Reputation: 29
I am new to programming and was working on some examples in my C++ textbook. I was able to do most of the examples, but a few problems came up when I tried to do the following: Attempting to display Chinese characters on a program similar to "Hello World!"
For the question, regarding input/output of non-unicode characters such as Simplified Chinese, I would like to offer some information as to what I have attempted so far:
I was running the "Hello world!" program on Code:Blocks using C++ and attempted to replace the text "Hello world" with the Chinese characters "你好". I ran the program, but in the command prompt the output was just gibberish (乱码). So, I searched online for information and found out that I had to change my regional setting to "Simplified, China". I did this, rebooted my computer and ran the program again. This time, the program's output was in non-unicode characters, however, they were the incorrect characters (These: 浣犲ソ锛) and I also believe it to be Japanese as well... Some resources in Chinese on the internet stated it to be the coding for "你好", but I'm not too sure. I just want the text I write behind (std::cout << "---\n";) to display correctly like it would when I was using English. How would I get it to where it will display what I write in Code:Block on the Command Prompt?
Lastly, there was a prompt that popped up stating that the encoding was changed because I used illegal characters...
Upvotes: 0
Views: 1566
Reputation: 5848
Having tried the following:
#include <iostream>
int main()
{
std::cout << "你好" << std::endl;
return 0;
}
I got the output:
你好
Which to me appears to be the same characters (i humbly apologise if i do not see the difference that you do).
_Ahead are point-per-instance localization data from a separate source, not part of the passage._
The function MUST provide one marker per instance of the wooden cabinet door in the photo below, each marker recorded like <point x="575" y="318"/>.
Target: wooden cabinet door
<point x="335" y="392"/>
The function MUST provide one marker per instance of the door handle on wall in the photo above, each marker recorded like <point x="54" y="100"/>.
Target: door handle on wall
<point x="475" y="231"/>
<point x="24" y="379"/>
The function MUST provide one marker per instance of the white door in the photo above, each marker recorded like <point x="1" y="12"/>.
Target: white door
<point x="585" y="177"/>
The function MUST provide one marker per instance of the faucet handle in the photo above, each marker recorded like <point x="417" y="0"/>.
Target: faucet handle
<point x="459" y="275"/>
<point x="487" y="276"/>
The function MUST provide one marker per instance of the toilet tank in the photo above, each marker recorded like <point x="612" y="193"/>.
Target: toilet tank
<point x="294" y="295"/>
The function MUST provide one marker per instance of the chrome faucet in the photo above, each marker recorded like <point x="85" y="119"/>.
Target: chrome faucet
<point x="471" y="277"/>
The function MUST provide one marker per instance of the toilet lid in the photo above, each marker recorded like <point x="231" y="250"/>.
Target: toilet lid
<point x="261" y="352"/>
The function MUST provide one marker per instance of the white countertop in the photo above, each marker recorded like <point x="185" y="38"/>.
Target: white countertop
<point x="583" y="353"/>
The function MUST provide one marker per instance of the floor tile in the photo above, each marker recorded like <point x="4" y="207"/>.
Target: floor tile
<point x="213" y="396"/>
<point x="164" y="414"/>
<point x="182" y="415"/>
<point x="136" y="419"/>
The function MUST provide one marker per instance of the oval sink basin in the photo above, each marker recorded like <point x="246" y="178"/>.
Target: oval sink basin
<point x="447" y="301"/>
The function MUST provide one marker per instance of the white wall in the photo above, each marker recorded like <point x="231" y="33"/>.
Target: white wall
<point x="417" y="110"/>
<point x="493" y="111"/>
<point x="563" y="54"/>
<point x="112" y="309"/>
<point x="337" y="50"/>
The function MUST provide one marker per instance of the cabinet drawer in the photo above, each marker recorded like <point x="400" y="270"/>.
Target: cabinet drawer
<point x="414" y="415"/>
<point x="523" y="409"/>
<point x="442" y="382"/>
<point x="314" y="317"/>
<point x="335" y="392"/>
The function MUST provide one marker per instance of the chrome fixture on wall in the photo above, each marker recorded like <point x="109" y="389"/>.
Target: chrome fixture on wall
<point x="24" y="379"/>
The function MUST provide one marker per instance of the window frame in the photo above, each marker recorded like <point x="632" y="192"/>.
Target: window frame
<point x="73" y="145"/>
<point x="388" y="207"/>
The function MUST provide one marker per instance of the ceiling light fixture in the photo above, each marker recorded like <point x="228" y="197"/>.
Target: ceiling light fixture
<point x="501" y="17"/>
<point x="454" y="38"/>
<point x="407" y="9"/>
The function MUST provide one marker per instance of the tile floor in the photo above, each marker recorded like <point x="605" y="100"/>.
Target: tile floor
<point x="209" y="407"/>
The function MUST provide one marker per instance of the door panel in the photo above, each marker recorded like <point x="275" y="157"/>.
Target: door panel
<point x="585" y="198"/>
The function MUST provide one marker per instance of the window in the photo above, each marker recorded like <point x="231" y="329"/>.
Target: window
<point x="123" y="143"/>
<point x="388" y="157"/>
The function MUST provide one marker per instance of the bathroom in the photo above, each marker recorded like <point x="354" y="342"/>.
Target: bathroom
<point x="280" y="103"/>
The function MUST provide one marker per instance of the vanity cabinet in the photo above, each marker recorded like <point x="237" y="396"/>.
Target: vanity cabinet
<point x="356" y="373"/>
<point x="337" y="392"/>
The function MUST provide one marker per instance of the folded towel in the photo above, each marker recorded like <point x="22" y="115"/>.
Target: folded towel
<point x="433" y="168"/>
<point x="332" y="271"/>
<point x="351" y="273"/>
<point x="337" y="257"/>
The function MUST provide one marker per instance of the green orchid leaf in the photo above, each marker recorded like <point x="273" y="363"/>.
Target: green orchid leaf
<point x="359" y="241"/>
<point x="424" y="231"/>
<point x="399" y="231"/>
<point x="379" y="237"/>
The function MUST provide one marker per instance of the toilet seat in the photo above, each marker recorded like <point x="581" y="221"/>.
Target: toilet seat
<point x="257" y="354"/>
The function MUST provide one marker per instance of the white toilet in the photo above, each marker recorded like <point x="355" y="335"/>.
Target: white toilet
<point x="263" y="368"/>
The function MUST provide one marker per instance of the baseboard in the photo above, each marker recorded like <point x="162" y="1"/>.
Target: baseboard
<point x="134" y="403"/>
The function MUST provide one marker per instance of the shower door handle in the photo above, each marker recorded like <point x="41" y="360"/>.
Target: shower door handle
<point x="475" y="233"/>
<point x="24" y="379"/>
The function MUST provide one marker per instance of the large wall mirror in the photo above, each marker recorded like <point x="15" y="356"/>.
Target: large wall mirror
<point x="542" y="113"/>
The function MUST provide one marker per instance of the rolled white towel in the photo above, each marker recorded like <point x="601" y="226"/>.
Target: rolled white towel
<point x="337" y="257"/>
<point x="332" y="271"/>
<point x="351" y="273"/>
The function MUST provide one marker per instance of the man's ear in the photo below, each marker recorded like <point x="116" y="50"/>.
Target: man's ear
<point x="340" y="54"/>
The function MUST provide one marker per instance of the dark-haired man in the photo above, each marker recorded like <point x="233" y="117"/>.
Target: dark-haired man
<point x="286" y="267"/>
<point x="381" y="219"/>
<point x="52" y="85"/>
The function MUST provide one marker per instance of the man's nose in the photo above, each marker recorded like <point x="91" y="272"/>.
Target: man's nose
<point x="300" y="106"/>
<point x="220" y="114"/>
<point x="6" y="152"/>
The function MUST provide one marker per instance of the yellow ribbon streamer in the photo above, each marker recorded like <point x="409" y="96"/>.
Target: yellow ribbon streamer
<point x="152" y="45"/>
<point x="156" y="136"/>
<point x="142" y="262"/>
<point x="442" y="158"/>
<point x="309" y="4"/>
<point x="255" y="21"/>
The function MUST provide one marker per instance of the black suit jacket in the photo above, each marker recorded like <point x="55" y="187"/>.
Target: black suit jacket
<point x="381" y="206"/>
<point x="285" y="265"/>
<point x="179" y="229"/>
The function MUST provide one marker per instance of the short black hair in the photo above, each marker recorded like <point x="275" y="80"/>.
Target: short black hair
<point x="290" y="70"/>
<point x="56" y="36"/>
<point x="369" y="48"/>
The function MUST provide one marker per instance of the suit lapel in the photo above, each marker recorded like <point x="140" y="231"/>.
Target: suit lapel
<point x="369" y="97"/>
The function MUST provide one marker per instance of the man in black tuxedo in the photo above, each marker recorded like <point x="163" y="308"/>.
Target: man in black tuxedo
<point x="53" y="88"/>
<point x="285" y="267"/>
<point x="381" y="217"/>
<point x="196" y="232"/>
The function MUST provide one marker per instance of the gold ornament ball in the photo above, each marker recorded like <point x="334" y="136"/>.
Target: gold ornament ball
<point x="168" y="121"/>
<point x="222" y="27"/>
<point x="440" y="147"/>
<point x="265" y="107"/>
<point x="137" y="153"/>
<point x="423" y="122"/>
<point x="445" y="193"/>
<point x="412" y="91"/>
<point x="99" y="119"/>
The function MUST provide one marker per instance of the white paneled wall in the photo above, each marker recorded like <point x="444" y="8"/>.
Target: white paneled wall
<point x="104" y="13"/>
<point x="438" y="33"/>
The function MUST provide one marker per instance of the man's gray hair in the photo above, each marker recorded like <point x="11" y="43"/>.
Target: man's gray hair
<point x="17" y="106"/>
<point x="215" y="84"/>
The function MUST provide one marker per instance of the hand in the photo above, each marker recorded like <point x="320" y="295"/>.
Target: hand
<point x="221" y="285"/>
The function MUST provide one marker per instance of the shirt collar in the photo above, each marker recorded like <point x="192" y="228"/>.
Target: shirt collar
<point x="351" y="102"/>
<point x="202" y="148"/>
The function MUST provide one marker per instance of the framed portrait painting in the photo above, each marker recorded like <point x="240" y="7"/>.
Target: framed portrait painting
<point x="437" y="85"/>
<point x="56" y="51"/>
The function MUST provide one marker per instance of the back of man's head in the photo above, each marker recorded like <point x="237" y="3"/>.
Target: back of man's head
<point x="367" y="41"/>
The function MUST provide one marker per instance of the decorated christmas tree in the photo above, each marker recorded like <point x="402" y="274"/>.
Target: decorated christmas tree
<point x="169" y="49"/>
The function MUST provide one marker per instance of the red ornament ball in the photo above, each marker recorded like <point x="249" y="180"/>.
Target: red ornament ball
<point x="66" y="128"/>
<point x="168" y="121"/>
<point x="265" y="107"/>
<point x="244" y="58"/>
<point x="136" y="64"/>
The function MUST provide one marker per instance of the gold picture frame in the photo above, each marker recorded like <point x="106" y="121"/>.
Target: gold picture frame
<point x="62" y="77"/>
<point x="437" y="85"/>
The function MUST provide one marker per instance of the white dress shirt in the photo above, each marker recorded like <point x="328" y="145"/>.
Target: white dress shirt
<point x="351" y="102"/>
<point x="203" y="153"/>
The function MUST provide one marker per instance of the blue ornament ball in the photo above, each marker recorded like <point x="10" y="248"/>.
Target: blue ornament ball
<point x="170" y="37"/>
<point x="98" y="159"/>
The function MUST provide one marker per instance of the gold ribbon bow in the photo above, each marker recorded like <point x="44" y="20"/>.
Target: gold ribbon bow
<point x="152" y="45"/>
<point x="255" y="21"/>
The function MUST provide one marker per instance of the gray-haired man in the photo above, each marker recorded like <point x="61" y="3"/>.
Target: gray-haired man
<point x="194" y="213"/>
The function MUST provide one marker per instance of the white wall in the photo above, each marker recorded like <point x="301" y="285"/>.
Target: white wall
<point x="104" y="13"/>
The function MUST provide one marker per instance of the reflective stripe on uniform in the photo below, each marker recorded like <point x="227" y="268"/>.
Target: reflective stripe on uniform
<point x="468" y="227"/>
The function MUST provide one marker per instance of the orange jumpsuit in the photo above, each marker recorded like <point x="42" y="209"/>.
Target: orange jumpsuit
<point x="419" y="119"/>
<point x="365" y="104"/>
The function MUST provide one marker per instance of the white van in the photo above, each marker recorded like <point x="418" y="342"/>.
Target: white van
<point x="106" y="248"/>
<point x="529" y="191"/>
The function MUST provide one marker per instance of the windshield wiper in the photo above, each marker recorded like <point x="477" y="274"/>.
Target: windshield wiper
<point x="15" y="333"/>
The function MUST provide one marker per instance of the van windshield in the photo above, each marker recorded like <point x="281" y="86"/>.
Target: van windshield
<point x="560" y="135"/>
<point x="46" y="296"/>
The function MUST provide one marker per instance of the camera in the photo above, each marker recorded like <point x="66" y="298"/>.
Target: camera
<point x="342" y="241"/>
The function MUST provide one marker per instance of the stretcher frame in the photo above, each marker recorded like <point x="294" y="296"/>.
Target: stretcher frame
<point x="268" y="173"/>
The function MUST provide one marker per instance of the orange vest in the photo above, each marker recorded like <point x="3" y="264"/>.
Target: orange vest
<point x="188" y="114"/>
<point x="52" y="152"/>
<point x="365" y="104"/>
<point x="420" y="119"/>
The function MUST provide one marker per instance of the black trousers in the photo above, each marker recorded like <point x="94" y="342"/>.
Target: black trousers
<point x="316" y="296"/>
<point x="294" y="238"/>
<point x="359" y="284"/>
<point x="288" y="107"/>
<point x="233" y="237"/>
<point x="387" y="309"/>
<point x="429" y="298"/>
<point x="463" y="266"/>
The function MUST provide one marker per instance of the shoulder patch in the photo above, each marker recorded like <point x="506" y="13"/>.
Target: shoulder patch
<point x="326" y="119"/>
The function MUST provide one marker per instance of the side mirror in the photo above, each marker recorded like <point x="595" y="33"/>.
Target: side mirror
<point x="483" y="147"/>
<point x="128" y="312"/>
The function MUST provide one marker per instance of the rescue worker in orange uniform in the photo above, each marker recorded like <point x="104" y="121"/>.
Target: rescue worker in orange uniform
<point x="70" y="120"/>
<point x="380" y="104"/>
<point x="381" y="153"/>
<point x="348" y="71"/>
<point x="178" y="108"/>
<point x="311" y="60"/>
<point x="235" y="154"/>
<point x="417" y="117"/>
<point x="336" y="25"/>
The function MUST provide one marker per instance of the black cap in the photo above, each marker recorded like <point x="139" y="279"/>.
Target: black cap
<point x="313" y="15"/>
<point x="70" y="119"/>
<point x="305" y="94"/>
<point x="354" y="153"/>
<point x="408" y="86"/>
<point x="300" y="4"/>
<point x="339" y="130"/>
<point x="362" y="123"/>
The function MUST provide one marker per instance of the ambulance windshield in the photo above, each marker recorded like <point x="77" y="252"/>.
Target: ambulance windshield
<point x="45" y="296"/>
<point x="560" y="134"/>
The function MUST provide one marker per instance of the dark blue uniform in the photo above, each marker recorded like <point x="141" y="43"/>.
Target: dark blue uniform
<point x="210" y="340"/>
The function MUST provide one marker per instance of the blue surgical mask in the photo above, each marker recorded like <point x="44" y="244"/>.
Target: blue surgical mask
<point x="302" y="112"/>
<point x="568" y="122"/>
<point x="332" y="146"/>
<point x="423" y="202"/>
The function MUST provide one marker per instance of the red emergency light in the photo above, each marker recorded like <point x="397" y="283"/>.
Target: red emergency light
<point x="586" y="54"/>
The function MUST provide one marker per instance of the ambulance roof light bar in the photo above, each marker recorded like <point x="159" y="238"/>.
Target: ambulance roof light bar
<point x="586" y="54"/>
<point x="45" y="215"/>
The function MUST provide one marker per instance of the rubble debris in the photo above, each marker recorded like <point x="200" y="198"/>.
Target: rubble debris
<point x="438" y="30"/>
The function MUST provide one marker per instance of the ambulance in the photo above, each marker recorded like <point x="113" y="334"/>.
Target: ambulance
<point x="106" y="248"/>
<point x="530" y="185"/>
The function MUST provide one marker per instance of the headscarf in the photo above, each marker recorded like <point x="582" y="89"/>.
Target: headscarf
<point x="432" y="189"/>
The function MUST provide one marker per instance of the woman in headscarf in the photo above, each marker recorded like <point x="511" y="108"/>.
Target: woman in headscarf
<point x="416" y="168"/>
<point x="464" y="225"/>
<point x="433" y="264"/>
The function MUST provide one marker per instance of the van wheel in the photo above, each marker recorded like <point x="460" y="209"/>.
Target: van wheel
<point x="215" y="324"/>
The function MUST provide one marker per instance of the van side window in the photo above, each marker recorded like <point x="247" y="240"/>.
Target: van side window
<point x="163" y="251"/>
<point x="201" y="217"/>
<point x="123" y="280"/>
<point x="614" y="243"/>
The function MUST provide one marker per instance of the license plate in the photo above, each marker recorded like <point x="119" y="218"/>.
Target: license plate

This makes me think that the problem is in the mismatch of the character-to-byte conversion when saving the file and/or compiling on one hand and the display byte-to-character conversion during the execution.
My correct output was on XUbuntu using g++ 4.8.4. The cpp file was saved with vim, and it looks like this:
00000000: 23 69 6e 63 6c 75 64 65 20 3c 69 6f 73 74 72 65 #include <iostre
00000010: 61 6d 3e 0a 0a 69 6e 74 20 6d 61 69 6e 28 29 0a am>..int main().
00000020: 7b 0a 09 73 74 64 3a 3a 63 6f 75 74 20 3c 3c 20 {..std::cout <<
00000030: 22 e4 bd a0 e5 a5 bd 22 20 3c 3c 20 73 74 64 3a "......" << std:
00000040: 3a 65 6e 64 6c 3b 0a 09 72 65 74 75 72 6e 20 30 :endl;..return 0
00000050: 3b 0a 7d 0a -- -- -- -- -- -- -- -- -- -- -- -- ;.}.------------
As you can see each character gets saved as a sequence of 3 bytes of UTF-8 (coding bits in bold):
Since at one time you got 4 characters of text, i believe that somehow these bytes actually get compiled as UTF-8 just fine, but then are read as something else. If they are read as UTF-16, that would attempt to generate 3 characters (2 bytes per character), but it is not a likely scenario, since the standard is created in such a way as to avoid such confusion, and also because you actually got 4 characters, and it's impossible for UTF-16 to use less han 2 bytes to generate a character.
At this point i must say that i do not have enough information to try to help you further. Please consider providing the exact code that you are trying to compile, and if possible a hexadecimal representation of it as well.
Upvotes: 1